I think it's possible for somebody with ASD to have no particular special interest, certainly for a time, though I suppose it's rare. I think special interests are just things that often happen as a result of something more primary that's going on in the brain, but they don't necessarily always happen all the time. That primary something may be a strong tendency to focus on detail and a deeply gratifying sense of satisfaction from really looking at something in depth.
I've certainly had special interests, and potentially I still do, though currently my day-to-day behaviour isn't really showing any particular subject or activity as a special interest. In a way I wish it would, because I get a lot of pleasure out of getting obsessed with a subject and developing my skills and expertise in it, and I tend to get morbid and bored without such a thing to exercise my brain.
Having said that, I'm not perfectly happy while immersed in a special interest, because I'm aware of how being too immersed in such an interest can impact badly on the rest of my life, so I can't really indulge without also feeling a degree of nagging anxiety that I'm living the life of the Nowhere Man in the movie Yellow Submarine, lost in an analytical world that's ultimately extremely lonely and a rather pitiful waste of my life.
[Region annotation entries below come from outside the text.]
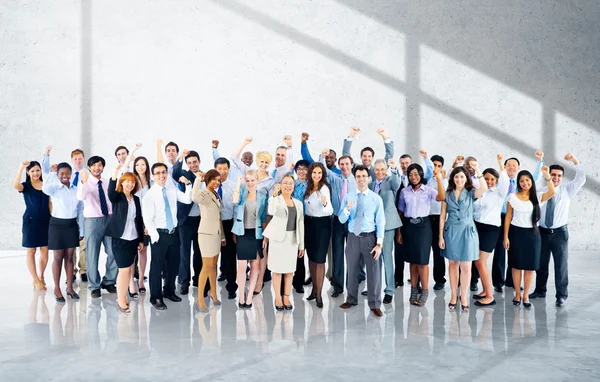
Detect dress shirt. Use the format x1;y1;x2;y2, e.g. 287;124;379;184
77;176;112;218
42;172;84;237
142;181;192;243
398;184;437;218
304;186;333;217
539;163;585;228
338;188;385;244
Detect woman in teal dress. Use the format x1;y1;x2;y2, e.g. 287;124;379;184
439;161;487;312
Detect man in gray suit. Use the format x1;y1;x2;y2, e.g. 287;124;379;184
363;158;402;304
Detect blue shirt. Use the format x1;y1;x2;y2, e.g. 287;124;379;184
338;189;385;244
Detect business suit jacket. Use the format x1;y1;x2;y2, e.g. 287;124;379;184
104;179;144;243
192;179;225;240
369;171;402;231
263;195;304;250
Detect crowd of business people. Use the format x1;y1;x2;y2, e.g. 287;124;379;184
14;127;585;317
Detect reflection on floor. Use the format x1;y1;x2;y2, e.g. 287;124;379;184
0;252;600;381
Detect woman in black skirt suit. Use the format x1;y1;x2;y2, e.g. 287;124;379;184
106;163;144;313
304;162;333;308
13;161;50;290
42;162;83;303
504;166;556;308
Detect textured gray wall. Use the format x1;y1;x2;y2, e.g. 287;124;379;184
0;0;600;250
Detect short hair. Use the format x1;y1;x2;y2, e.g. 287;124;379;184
430;155;444;166
185;150;200;163
338;155;354;164
117;172;140;194
214;157;230;168
115;146;129;156
360;146;375;157
352;164;371;177
88;155;106;167
150;162;169;175
165;141;179;153
71;149;85;158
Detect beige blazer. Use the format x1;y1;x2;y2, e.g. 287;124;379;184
192;179;225;240
263;195;304;249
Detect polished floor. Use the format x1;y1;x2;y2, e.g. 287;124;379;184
0;251;600;381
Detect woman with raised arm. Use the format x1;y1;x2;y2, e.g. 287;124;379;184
439;160;487;312
504;166;556;308
13;161;50;290
231;170;267;308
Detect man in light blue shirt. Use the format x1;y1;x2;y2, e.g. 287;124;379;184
338;165;385;317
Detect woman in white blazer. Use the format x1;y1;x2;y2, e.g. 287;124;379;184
263;175;304;311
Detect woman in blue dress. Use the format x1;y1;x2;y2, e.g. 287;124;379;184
439;161;487;312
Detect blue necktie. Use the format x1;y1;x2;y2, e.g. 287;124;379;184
98;180;108;216
163;187;175;231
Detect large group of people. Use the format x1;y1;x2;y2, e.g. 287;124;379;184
14;127;585;317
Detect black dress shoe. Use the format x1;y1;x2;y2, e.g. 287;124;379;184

There's always been a conflict in me between special interests and social needs, and the time when I was happiest was when I hardly bothered with special interests at all because I was lucky enough to be surrounded by people of a kind I could really relate to, so I spent nearly all my time in their company.
Even then I wasn't perfectly happy, because it would annoy me that the almost constant presence of friends in my life meant that I "couldn't get anything done." It must be great to be able to strike a balance between social activities and lone special interests, perhaps even fusing the two together by sharing special interests with others who feel the same fascination, but I was never able to find people who were fascinated by exactly the same things that fascinated me, and I was never able to find a "switch" I could throw at will in order to go from social to special interest and back.